After a glass of wine in the interval, Kate took to the stage to recount the tale of ‘The Mary Rose, a boat of ill-repute’. A one woman show she plays all the parts from the two ladies who move onto an old work boat in Wolvercote on the Oxford Canal to the local landowners, police and punters following WW2. No-one had got round to repealing an 18th Century law that allowed a brothel to be on a boat. Armed with her trusty tea chest and an armful of costumes Kate tells a lively tale.
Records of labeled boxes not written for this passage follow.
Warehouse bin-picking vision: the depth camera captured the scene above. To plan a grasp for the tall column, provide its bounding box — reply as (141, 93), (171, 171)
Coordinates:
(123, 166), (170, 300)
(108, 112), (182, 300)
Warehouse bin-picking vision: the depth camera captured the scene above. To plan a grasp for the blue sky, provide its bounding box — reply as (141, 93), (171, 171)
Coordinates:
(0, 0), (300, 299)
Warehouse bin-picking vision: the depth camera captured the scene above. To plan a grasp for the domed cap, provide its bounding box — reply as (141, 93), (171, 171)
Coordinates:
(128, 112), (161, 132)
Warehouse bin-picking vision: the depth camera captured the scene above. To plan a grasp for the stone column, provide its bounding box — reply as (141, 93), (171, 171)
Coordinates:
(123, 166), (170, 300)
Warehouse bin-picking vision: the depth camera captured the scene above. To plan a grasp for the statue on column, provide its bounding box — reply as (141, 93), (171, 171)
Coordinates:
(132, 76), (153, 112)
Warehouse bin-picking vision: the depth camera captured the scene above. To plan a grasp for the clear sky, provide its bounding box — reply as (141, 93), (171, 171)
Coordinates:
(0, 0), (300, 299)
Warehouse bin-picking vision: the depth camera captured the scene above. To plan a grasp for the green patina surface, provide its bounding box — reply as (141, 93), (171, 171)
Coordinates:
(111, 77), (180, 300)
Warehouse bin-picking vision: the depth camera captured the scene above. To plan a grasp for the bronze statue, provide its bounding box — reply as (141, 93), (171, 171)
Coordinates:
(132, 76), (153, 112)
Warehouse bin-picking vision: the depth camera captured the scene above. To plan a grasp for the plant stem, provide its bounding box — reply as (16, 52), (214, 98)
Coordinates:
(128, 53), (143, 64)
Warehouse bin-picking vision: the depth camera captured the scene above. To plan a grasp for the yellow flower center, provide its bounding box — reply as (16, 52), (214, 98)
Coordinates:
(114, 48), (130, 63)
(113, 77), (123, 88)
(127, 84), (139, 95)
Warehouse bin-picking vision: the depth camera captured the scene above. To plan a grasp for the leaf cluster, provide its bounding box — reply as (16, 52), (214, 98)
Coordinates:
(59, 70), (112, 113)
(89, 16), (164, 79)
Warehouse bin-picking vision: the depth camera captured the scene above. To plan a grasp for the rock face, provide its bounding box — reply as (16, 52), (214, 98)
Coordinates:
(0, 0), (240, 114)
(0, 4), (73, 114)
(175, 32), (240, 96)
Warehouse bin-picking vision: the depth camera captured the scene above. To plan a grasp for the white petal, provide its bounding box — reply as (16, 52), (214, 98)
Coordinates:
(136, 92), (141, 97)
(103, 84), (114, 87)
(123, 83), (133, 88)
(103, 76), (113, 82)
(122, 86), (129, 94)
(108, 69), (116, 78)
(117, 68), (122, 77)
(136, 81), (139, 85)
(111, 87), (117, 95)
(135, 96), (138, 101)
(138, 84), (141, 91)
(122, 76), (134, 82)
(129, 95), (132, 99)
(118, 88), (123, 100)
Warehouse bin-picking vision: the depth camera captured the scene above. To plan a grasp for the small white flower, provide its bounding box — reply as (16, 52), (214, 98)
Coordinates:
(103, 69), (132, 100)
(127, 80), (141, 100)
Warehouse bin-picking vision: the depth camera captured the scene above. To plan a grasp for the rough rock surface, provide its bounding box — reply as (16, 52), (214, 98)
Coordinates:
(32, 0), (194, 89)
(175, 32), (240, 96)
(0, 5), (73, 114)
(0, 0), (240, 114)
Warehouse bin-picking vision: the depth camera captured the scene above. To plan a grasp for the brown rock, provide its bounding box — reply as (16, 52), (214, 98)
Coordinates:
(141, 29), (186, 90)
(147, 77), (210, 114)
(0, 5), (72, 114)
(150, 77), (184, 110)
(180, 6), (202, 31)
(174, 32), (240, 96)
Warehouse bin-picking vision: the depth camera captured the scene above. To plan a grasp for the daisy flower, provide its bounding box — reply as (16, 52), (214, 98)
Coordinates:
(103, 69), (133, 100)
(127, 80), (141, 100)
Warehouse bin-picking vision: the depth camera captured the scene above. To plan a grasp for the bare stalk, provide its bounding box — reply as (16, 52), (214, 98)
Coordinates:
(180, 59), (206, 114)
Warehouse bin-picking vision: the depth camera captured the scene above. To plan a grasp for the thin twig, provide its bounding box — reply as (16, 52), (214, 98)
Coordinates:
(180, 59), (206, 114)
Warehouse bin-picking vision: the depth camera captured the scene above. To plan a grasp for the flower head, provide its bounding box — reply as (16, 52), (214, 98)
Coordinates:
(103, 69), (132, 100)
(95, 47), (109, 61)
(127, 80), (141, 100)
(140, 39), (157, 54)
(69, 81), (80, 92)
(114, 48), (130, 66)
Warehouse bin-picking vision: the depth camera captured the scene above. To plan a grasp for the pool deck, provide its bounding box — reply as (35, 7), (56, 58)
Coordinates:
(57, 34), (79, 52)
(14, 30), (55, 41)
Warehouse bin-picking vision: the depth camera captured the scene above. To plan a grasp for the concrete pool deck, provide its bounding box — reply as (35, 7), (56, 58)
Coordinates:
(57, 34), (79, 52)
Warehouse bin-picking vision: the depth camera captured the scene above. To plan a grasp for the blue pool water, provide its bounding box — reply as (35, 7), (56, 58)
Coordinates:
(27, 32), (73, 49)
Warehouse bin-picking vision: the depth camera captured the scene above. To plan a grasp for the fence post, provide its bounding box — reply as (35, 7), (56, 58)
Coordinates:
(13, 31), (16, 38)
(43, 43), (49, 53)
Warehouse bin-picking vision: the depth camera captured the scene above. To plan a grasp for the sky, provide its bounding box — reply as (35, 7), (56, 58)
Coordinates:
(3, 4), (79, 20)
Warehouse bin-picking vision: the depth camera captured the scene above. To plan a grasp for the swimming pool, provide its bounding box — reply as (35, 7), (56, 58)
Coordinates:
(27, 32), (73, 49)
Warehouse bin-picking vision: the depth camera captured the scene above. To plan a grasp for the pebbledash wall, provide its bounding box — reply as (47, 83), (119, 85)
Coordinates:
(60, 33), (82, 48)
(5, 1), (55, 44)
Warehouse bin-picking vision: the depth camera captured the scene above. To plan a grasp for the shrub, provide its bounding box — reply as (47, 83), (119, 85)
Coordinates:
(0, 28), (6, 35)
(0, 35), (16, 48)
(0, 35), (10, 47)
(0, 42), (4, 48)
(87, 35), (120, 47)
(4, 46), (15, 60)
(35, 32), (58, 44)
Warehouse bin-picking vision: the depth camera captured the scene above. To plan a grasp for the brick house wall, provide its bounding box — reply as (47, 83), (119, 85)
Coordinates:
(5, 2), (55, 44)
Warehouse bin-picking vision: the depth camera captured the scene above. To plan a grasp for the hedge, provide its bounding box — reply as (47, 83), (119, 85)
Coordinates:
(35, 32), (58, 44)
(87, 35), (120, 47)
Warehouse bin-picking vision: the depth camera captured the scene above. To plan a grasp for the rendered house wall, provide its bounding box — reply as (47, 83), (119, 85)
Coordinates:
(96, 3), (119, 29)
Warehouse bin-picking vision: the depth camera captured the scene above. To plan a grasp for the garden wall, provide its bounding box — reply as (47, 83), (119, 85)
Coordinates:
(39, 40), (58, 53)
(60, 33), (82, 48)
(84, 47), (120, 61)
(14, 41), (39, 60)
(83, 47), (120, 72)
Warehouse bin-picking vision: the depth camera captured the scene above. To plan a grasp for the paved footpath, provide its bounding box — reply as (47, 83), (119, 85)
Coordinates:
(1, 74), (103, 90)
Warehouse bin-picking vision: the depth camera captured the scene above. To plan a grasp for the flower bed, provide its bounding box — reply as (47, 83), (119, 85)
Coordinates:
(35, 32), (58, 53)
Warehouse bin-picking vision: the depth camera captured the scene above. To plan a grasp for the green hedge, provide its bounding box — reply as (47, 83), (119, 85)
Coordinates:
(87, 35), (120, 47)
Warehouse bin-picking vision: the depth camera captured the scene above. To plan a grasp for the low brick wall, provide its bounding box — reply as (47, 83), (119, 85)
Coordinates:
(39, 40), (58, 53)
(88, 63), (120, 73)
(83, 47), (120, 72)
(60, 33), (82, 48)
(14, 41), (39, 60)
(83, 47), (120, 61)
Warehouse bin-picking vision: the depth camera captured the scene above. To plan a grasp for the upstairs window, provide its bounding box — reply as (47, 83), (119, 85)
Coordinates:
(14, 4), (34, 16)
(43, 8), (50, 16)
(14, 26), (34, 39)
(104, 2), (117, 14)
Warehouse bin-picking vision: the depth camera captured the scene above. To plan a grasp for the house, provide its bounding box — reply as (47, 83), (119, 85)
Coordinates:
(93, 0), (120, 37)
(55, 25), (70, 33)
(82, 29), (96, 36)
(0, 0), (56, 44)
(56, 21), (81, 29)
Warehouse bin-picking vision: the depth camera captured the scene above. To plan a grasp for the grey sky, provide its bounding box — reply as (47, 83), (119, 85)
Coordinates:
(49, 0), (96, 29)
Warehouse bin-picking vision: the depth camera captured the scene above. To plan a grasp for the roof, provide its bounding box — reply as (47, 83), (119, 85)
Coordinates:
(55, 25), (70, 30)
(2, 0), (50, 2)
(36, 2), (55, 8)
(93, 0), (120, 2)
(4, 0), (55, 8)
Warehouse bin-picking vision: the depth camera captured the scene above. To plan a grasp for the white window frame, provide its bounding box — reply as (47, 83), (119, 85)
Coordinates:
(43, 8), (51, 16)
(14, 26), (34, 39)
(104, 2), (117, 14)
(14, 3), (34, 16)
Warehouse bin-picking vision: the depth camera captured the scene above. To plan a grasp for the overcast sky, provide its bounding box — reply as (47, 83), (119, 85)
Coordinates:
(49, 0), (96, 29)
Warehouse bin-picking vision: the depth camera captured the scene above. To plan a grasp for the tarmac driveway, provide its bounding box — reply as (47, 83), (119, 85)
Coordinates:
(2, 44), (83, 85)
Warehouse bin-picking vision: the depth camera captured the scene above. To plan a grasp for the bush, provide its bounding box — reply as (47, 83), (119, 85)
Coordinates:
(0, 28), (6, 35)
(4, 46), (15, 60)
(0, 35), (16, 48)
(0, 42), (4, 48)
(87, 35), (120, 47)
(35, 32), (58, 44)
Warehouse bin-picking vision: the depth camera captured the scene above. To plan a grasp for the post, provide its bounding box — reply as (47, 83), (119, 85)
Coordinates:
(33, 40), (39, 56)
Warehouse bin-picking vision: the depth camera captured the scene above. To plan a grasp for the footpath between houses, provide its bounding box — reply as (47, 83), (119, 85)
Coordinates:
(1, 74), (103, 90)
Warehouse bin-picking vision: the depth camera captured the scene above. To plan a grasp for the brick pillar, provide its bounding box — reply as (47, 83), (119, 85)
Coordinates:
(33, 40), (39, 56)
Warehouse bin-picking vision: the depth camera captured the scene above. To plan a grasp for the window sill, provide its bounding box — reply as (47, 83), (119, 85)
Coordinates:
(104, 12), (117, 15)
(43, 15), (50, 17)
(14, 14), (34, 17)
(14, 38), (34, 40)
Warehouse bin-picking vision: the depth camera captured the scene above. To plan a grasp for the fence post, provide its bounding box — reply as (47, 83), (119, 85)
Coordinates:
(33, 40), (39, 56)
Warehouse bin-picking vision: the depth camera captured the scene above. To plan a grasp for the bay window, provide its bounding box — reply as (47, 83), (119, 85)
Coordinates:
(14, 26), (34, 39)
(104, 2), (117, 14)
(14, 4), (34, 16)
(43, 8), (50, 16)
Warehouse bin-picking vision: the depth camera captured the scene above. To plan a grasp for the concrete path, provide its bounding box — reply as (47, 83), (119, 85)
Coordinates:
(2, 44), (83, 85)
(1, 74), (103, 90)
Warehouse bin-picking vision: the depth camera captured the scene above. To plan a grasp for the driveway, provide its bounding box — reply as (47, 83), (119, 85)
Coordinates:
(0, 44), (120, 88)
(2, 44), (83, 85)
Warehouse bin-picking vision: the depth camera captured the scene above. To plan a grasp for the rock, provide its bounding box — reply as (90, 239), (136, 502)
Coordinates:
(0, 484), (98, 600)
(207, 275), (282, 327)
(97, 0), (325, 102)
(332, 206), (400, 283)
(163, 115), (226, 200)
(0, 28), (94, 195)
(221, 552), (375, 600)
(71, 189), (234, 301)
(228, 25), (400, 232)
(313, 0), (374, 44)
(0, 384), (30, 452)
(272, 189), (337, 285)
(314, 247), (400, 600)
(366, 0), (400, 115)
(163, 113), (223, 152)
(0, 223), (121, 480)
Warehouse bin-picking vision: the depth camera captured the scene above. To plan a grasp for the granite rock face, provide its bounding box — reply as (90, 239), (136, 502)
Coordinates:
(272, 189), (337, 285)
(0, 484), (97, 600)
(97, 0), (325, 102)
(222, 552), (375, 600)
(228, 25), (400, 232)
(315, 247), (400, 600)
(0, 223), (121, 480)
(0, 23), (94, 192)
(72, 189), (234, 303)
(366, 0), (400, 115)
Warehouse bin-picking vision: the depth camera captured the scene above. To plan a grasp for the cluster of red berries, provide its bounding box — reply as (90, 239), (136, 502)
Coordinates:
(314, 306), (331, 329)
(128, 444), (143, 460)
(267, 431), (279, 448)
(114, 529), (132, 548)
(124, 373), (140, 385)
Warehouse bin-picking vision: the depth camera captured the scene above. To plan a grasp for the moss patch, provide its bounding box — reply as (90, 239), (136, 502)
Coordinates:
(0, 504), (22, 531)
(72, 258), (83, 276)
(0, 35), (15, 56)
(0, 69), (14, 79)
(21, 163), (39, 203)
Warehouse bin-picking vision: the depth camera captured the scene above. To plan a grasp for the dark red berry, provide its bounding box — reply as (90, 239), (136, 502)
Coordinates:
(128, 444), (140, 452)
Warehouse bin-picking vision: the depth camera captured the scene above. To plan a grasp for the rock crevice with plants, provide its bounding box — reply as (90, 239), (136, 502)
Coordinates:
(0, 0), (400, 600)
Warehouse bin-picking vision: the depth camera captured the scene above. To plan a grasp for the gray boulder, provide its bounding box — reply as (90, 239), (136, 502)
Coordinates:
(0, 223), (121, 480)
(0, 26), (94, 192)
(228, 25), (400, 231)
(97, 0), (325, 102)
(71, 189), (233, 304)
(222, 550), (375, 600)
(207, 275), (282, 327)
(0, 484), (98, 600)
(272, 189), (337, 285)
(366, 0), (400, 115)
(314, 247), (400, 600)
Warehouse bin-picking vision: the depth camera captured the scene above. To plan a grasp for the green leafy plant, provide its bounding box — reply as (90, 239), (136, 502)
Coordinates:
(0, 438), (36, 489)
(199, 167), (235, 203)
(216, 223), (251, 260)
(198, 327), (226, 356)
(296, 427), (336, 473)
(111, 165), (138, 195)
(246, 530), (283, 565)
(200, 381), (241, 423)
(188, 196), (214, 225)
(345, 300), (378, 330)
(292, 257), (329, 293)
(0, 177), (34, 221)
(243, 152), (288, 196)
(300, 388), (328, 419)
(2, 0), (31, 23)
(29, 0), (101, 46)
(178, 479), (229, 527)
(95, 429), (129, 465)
Heather and Kate at the end of tonights show

A very fun evening in an historic setting during Storm Dennis. If you fancy seeing the show then head to Tipton Green Methodist Church Hall on the 25th February after you’ve had your pancakes. They will be touring the show more, but in small chunks.

If we’d have gone by boat we’d have stayed for a drink but with one bus back an hour we headed to the bus stop and waited in the rain. Back at Sheepcote Street Bridge the level looked like it had come up, but Tilly had been keeping an eye on everything and all was well on board.

0 locks, 1 spotted in the dark, 0 miles, 822.9, 46th play, 4 doors, 1 bathroom, 1 balcony, 3 times, 2 buses, 2 shows, 1 tea chest, 1 windlass, 1 squeeze box, 1 glass of wine, 50 including 2 dogs.